Now the Sacrament of Extreme Unction supplies a special grace of strength to the soul by which this tendency is weakened or eliminated. It acts in virtue of the merits of Christ, or, as theologians say, ex opere operato. But it is rendered additionally efficacious according to the disposition of the one who receives it with devout consciousness or with a longing to be entirely free from all that can separate the soul from God's love. 

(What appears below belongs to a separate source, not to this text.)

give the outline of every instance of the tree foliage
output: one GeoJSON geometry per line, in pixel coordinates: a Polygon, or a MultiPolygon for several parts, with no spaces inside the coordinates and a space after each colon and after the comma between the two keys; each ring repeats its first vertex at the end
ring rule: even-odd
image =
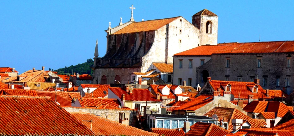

In this way we see that Extreme Unction blots out the remnant of sin which remains after sacramental absolution ; that is to say, those sins which have not been sufficiently and explicitly recognized or confessed, and also those habits and inclinations to sin which, whilst not actualized, are yet virtually committed by the acquiescence of the soul's inclination. The patient, then, who is unconscious and who therefore may or may not be able to profit by the conditional absolution which the priest gives him before administering Extreme Unction, receives in the latter sacrament a secret grace which, through the merits of Christ and by His institution, supplies the soul with a secret strength, enabling it either inwardly or outwardly to elicit both sorrow for actual sin and a sustained aversion to sin as the primary obstacle to the true happiness in God for which the soul was created. The frequently noticed revival of vital strength and consciousness on the part of the patient which accompanies the administration of this sacrament, is more easily understood if we remember this principal object of the institution of Extreme Unction. The patient gets a new respite during which he may render more efficacious the hidden grace conveyed to him in the sacred Unction, and make use of the virtue instilled so that he may deliberately renounce all tendency to. sin and attest his preference for things eternal to those that satisfied his sinful in clinations before.

It is easily understood how the reception of Holy Communion must add to this revival in the soul of the life-giving principle at a time when the physical and moral faculties are weakened by disease, and claim for their better exercise all the sustenance that can be obtained from the spiritual support and physical contact with the Bread of Life, the Real Presence, Christ Jesus in the Blessed Sacrament.